Global Carbon Market trading climbed to $176 billion in 2011 according to the The World Bank, which has just released it’s annual State and Trends of The Carbon Market in 2012. That makes it about the same value as total global wheat production — which supplies about 20% of the calories consumed by the 7 billion people on planet Earth.
The global carbon market disguises itself as an angel against the greedy corporates. Yet it is, itself, a giant corporate playing field. The mainstream media remains largely silent on the “vested interests” represented by this major industry that did not even exist 10 years ago.
Was 2011 the peak of global carbon trading? Looks all downhill from here.
A record number of emissions products were traded in 2011, even though prices of EU carbon permits and international offsets fells well below $10 a tonne late in the year. The prices have fallen, but the volumes have increased. Look out, the average price in 2011 was $18.80US, but the prices in 2012 are less than half that. It will take a monster increase in volumes in 2012 to keep raising the total market value.
The Global Carbon Market was still growing in 2011, but not exponentially like it was from 2005 – 2009. The bad news (for carbon traders) is about to hit the fan in the next report in 2013. There is a hint of it in the page announcing the report: “the market for primary CDM has dropped to its lowest level since 2004.”
Global means “EU”
The EU is 80% of the total market. Everywhere else is piddlingly small:
The rise in volume lifted the value of the EU market to $148 billion from a revised $134 billion in 2010, even though average EU carbon prices fell 4 percent year on year to $18.80 a tonne.
But front-year EU carbon prices are averaging under $10 a tonne so far this year as the bloc’s sluggish economy dampens demand for carbon permits in a market that analysts say has accumul1ated a surplus near the equivalent of 1 billion tonnes.
Other national and regional carbon schemes showed mixed results. New Zealand’s carbon market value tripled to $351 million, while the Regional Greenhouse Gas Initiative in North America nearly halved to $249 million, the bank said.
Primary project-based transactions in the voluntary offset market were valued at $569 million in 2011, up 37 percent, the bank said. ($1 = 0.7977 euros)

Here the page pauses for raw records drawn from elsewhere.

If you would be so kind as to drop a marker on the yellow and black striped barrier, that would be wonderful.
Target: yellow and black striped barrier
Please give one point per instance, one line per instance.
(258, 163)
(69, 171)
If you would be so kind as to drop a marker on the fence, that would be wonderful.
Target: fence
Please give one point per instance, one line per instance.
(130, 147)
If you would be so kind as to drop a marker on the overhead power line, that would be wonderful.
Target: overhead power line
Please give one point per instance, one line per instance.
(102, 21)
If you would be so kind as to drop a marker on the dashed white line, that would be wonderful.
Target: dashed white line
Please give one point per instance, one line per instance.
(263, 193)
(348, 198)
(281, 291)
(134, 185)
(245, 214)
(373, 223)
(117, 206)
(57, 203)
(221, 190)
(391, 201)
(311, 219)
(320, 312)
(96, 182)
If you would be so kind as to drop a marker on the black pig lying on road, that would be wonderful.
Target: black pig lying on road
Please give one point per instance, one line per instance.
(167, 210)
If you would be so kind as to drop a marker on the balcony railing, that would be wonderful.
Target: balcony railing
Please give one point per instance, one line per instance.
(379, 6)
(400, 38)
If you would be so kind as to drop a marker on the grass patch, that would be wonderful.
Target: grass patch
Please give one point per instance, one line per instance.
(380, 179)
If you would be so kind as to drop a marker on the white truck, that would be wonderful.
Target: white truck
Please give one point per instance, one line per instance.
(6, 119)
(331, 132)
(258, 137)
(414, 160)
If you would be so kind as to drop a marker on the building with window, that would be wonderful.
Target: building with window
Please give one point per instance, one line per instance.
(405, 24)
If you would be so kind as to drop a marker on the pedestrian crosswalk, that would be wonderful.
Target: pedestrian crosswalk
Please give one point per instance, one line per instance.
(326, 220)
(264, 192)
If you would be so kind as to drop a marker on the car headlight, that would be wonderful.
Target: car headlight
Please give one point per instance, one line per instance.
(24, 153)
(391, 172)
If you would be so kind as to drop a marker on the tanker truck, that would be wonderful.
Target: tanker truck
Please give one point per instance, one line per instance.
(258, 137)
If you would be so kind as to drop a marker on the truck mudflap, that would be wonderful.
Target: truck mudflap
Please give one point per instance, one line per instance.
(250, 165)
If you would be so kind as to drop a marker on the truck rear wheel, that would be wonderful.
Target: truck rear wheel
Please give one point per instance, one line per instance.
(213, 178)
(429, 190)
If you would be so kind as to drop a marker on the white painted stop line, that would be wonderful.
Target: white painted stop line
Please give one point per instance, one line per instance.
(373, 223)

Remember that someone somewhere is paying this money that is poured into a trading scheme we don’t need to solve a problem for which there is no supporting evidence. The voluntary market is one three hundredth of the total. Without forced legislation this market would vanish. (Let the people vote, eh?). This is $176 billion of economic activity wasted, mostly in the economic disaster zone that is the EU. People are rioting in the streets. That’s blood, sweat and tears to build things and do things the people on this planet would not choose to do if they were not forced to.
Read on to find out more…
Prices peaked in 2008 but have fallen a long way.
Most of the market has become “futures” for both EUA’s and CER’s
The spot contract is for carbon emissions that have already been saved (if only that was useful), but the futures and options market is for emissions that might be saved… one day. In other words, only the smallest part of this market is actually referring to real present day reductions in CO2, and even that part is hard to assess, prone to fraud, difficult to audit, and subject to government whimsy about which savings “count” and which don’t.
There is barely any commodity in this commodity market and it’s becoming less so.
The CER market peaked in 2007 and has never recovered.
Certified Emission Reductions (CERs)
A CER is a Kyoto Protocol unit equal to 1 metric tonne of CO 2 equivalent. CERs are issued for emission reductions from CDM project activities. Two special types of CERs, called temporary certified emission reduction (tCERs) and long-term certified emission reductions (lCERs), are issued for emission removals from afforestation and reforestation CDM projects. [Source]
Climate Alarmism is Big-Business for The World Bank
In 2010 the World Bank was managing $2,388 million dollars worth of projects. It’s not like the World Bank has a vested interest in this market… What bureaucrat would like to give up the power to hand out these funds? The patronage and favors, the status gained from wheeling and dealing with these funds is enormous. It’s an example of why governments of all kinds grows and grows, and why common rational sense, the push-back, can only come from independent citizens, possibly helped by the sectors of the economy that suffer from poor policies.
[Source: World Bank]
Hat Tip to Scott the carbon trader.
UPDATE 2013: The World Bank canceled the State of The Carbon Market in 2013. All indicators suggest the market collapsed. The numbers would have broken the upward trend and not “helped” the PR.